Q. What are the labels for breach type and business type?
Type of Breach
CARD - Fraud Involving Debit and Credit Cards Not Via Hacking (skimming devices at point-of-service terminals, etc.)
HACK - Hacked by an Outside Party or Infected by Malware
INSD - Insider (employee, contractor or customer)
PHYS - Physical (paper documents that are lost, discarded or stolen)
PORT - Portable Device (lost, discarded or stolen laptop, PDA, smartphone, memory stick, CDs, hard drive, data tape, etc.)
STAT - Stationary Computer Loss (lost, inappropriately accessed, discarded or stolen computer or server not designed for mobility)
DISC - Unintended Disclosure Not Involving Hacking, Intentional Breach or Physical Loss (sensitive information posted publicly, mishandled or sent to the wrong party via publishing online, sending in an email, sending in a mailing or sending via fax)
UNKN - Unknown (not enough information about breach to know how exactly the information was exposed)
Type of Organization:
BSF - Businesses (Financial Services, Banking, Insurance Services)
BSO - Businesses (Manufacturing, Technology, Communications, Other)
BSR - Businesses (Retail/Merchant including Grocery Stores, Online Retailers, Restaurants)
EDU - Educational Institutions (Schools, Colleges, Universities)
GOV - Government & Military (State & Local Governments, Federal Agencies)
MED - Healthcare and Medical Providers (Hospitals, Medical Insurance Services)
NGO - Nonprofits (Charities and Religious Organizations)
UNKN – Unknown
Q. Have you considered revising the labels for breach type and business type?
A. Yes. We plan to address this when we secure resources for this project.
Data Breach Chronology Dashboard
Q. I have an idea for a new visualization, can I provide input for this project?
A. Yes! Please let us know at email@example.com and include “SUGGESTION” in the subject line.
Q. I believe a breach has incorrect information associated with it, how can I alert you?
A. Please email us at firstname.lastname@example.org and include “CORRECTION” in the subject line followed by the name of the breached business that you believe needs to be corrected. In the body of your email, please include the specific reported breach and the proposed correction so we may review.

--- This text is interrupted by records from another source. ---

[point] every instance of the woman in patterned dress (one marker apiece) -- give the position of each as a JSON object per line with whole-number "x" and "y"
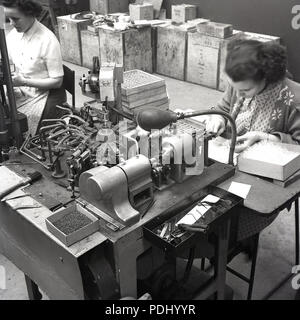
{"x": 264, "y": 103}
{"x": 35, "y": 52}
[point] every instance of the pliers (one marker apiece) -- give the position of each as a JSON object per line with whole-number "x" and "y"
{"x": 16, "y": 197}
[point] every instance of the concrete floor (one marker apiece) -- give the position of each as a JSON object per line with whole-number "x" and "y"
{"x": 276, "y": 253}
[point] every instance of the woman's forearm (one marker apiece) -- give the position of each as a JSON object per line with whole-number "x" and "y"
{"x": 268, "y": 137}
{"x": 44, "y": 84}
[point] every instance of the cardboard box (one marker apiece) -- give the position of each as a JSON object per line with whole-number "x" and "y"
{"x": 90, "y": 47}
{"x": 262, "y": 37}
{"x": 141, "y": 12}
{"x": 109, "y": 6}
{"x": 223, "y": 83}
{"x": 183, "y": 12}
{"x": 130, "y": 48}
{"x": 272, "y": 160}
{"x": 79, "y": 233}
{"x": 202, "y": 60}
{"x": 70, "y": 37}
{"x": 215, "y": 29}
{"x": 171, "y": 51}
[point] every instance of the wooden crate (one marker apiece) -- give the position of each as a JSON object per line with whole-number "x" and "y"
{"x": 109, "y": 6}
{"x": 262, "y": 37}
{"x": 203, "y": 59}
{"x": 272, "y": 160}
{"x": 171, "y": 51}
{"x": 223, "y": 83}
{"x": 90, "y": 47}
{"x": 154, "y": 41}
{"x": 130, "y": 48}
{"x": 183, "y": 12}
{"x": 215, "y": 29}
{"x": 141, "y": 12}
{"x": 70, "y": 37}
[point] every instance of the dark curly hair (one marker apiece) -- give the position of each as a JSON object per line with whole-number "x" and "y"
{"x": 27, "y": 7}
{"x": 255, "y": 60}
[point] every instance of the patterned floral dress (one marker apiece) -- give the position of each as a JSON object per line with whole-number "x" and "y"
{"x": 276, "y": 111}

Limitations and Disclaimers
The Data Breach Chronology is based on publicly available information and should not be considered a complete and accurate representation of every data breach in the United States. Rather, it reflects the data breaches that have been reported and made publicly available in the United States.
You should pay careful attention to the issue of duplicate reporting when making use of this data or making assertions based on this data. This version of the Data Breach Chronology does not identify when a single breach has been reported to multiple state Attorneys General. As of February 2023, there will be duplicated breaches in the database and reflected in the dashboard.
Additionally, though we have (where possible), scraped the contents of breach notification letters and include a link to the original PDF, we do not host these letters locally–and links may no longer be active.
Privacy Rights Clearinghouse makes no representations as to the accuracy of the information included in the Data Breach Chronology.